Hébergement d’urgence : la riposte de l’Eglise aux demandes « agaçantes » de Mme Duflot

À la lecture du Parisien, lundi 3 décembre, les responsables de l’Eglise catholique à Paris se sont un peu étranglés. La ministre du logement, Cécile Duflot, assure au quotidien être prête « s’il le faut » à réquisitionner certains des « locaux quasi-vides » de l’archevêché de Paris pour offrir des places d’hébergement aux sans-abris. Elle précise vouloir « faire appel à toutes les bonnes volontés » et « aux personnes morales, qui disposent de bâtiments vides ». « L’Eglise fait partie des personnes morales… dans tous les sens du terme ! J’ai bon espoir qu’il n’y ait pas besoin de faire preuve d’autorité. Je ne comprendrais pas que l’Eglise ne partage pas nos objectifs de solidarité. »
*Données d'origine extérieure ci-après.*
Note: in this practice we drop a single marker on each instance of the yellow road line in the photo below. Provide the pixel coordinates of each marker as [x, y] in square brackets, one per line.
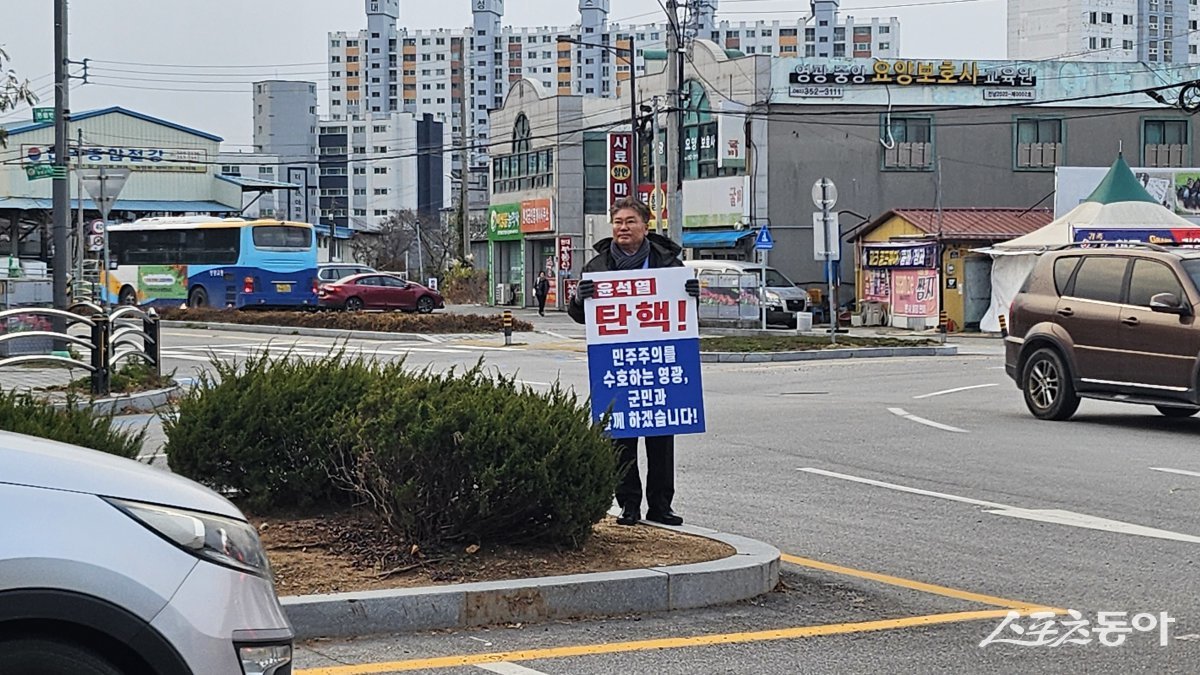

« Agaçant », « étonnant » réagissait lundi dans la matinée, l’entourage du cardinal André Vingt-Trois, qui assurait par ailleurs ne pas avoir reçu la lettre, à laquelle la ministre fait allusion. « MmeDuflot fait comme si l’Eglise ne faisait rien. Avec le Secours catholique et d’autres associations, les chrétiens de Paris et d’ailleurs ne l’ont pas attendue pour agir ! ».

"La préfecture sait ce que nous faisons. Mme Duflot apparemment pas !"

Depuis cinq ans, le diocèse de Paris ouvre chaque hiver des paroisses pour accueillir des SDF. « L’an dernier nous avons accueilli 120 personnes, entre trois jours et quatre mois, précise-t-on à l’archevêché. Non seulement nous leur ouvrons les portes, mais des fidèles mangent et dorment avec eux puis les aident à recréer du lien pour se réinsérer. Dans Paris, encore, un foyer vient d’ouvrir pour faire cohabiter 50 jeunes chrétiens avec 50 SDF... La préfecture de Paris, avec qui nous avons eu une réunion en octobre sait bien ce que nous faisons. Mme Duflot apparemment pas. »

En riposte aux propos de la ministre, l’Eglise catholique va dresser la liste de toutes ses initiatives en matière d’accueil des sans-abris à Paris et en Ile-de-France. « En ce qui concerne les milliers de mètres carrès supposés vides, on est plus dans le mythe que la réalité, estime un responsable de la conférence des évêques de France (CEF). Les paroisses n’ont pas ce type de locaux. Et ceux des congrégations religieuses ne sont pas forcément adaptés à l’accueil de SDF. Comment demander à 10 religieuses de plus de 75 ans d’ouvrir leur maison ? ».

La Conférence des religieux et religieuses de France, dont les congrégations sont souvent propriétaires de vieux et vastes bâtiments, indique depuis plusieurs jours sur son site internet une liste des initiatives lancées à Paris et en province pour venir en aide aux plus démunis.

Plus politique, un responsable de la CEF juge que « cette nouvelle pierre du gouvernement dans le jardin de l’Eglise » n’est pas sans rapport avec l’hostilité affichée de l’institution face au « mariage pour tous ».